The human rights activist said that he had always personally opposed such a decision on religious grounds, but promised not to oppose the return of the death penalty.
“Due to the aggravation of the situation, due to the fact that a special military operation has started, due to the fact that subversive groups and terrorist acts are working, public opinion may lean towards the return of the death penalty. This is what I’m saying. <…> It is necessary to take into account different opinions among the people” Fadeyev explained.
So far, the human rights activist does not see the need for the return of the death penalty. “The main thing here is to catch a terrorist and saboteur, give him a life sentence, and let him go to jail.

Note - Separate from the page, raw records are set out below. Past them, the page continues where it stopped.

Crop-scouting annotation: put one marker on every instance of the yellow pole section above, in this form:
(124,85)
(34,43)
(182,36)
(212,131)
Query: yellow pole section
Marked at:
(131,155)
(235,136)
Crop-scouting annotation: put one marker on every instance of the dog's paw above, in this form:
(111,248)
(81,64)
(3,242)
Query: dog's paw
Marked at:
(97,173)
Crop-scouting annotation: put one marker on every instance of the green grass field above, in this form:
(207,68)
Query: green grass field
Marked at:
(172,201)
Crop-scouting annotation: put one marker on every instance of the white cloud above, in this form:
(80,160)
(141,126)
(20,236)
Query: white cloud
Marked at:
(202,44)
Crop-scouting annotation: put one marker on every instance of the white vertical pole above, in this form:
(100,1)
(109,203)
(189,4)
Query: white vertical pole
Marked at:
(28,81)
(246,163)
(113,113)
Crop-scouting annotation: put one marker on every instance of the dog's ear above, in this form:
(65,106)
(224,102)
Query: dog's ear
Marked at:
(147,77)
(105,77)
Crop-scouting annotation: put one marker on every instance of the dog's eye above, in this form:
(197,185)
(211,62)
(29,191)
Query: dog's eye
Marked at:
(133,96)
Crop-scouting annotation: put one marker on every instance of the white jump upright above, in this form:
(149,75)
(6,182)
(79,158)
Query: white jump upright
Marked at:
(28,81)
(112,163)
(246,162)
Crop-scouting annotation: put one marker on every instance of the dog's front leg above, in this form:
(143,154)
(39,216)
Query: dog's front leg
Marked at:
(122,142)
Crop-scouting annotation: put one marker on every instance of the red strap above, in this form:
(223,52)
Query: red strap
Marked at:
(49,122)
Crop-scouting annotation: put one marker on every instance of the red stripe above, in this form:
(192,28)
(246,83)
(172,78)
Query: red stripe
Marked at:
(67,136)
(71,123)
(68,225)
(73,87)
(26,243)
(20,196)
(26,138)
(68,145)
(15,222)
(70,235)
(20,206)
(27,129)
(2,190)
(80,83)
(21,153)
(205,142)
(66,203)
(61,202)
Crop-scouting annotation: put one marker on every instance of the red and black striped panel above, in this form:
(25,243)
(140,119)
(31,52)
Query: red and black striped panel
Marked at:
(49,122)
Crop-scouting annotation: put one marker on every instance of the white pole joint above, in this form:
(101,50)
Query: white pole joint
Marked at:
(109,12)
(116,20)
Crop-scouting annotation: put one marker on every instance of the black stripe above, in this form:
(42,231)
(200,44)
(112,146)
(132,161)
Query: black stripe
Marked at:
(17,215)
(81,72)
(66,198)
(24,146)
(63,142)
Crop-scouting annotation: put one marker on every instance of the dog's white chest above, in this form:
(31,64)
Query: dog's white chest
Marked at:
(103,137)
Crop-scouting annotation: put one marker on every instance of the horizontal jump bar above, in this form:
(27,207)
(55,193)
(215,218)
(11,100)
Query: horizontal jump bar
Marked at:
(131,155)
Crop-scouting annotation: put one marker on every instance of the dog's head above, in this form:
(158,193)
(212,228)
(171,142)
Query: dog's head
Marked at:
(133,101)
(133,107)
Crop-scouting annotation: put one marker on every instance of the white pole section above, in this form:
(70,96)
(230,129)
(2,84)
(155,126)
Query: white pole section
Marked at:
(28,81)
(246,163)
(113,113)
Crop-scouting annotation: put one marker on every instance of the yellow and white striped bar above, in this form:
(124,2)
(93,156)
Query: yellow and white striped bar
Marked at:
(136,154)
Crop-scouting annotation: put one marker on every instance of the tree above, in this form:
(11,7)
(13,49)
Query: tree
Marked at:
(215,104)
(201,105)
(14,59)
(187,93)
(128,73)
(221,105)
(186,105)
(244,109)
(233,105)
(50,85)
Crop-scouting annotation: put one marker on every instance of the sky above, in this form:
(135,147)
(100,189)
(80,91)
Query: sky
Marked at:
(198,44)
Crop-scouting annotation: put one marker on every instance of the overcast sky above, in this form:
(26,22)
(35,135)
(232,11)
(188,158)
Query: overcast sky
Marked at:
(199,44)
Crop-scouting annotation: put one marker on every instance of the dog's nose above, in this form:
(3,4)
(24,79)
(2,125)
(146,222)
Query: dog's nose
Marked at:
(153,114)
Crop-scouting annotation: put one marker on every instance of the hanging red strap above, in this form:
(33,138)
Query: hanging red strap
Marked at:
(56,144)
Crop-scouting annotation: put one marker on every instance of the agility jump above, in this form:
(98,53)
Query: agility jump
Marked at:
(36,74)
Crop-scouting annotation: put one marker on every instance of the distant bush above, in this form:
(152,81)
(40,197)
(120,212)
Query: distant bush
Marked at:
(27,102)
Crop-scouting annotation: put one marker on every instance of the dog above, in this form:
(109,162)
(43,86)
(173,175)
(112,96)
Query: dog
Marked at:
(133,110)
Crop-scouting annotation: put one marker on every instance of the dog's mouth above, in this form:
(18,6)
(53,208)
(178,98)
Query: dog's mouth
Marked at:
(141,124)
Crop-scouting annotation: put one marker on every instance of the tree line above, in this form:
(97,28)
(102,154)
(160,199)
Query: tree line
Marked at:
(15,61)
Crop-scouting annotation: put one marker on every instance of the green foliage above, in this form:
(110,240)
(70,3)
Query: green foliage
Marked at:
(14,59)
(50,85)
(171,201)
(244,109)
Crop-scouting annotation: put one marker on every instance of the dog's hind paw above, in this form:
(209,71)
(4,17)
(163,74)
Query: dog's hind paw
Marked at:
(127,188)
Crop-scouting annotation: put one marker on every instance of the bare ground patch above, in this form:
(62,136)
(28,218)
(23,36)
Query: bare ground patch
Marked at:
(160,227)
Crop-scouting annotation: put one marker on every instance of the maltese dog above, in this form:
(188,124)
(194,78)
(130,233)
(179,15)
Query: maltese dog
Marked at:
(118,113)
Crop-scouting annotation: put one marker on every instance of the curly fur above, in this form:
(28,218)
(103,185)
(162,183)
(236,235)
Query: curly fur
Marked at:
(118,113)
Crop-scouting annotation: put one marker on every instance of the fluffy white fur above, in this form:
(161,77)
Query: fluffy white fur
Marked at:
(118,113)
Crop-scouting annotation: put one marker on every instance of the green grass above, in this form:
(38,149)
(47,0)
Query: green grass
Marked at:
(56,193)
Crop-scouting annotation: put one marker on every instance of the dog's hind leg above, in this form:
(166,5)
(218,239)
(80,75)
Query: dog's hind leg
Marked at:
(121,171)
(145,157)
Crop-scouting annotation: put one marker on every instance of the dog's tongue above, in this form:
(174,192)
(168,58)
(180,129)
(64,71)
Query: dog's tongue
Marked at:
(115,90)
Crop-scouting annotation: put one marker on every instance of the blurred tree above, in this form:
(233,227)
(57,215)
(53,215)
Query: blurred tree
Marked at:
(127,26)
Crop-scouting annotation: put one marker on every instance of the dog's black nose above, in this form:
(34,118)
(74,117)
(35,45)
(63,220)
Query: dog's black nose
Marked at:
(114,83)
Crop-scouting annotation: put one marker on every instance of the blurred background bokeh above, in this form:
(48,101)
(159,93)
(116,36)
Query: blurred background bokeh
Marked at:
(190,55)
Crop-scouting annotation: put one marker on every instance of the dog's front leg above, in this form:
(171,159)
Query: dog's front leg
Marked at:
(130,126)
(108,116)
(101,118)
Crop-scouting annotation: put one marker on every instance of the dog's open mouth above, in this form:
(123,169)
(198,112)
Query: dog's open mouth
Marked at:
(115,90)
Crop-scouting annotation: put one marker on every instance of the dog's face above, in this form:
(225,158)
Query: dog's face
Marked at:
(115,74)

I do not see any particular problem here”, he said.
Earlier, the Duma said that the Constitutional Court may change its position on the abolition of the moratorium on the death penalty.
“Given the changed international situation, the degradation of the international legal system, the position of the Constitutional Court from 2009 may, in my opinion, be clarified”, said MP Oleg Morozov. According to him, Russian society is in favor of the death penalty, but it is necessary to find the political will to introduce it. “Everything else is secondary and decisive”, he said.
Sergei Mironov, head of the “Just Russia – For Truth” faction, has already appealed to Constitutional Court head Valerii Zorkin with a proposal to bring back the death penalty, TASS reported, citing the deputy’s letter. LDPR leader Leonid Slutsky also called for the moratorium to be lifted after the murder of “war correspondent” Vladlen Tatarsky.
However, Zorkin stressed late last year that a return to the practice of capital punishment in Russia under the current Constitution is impossible. “Only a change in the Constitution <…> can serve as a basis for resuming the death penalty”, he said.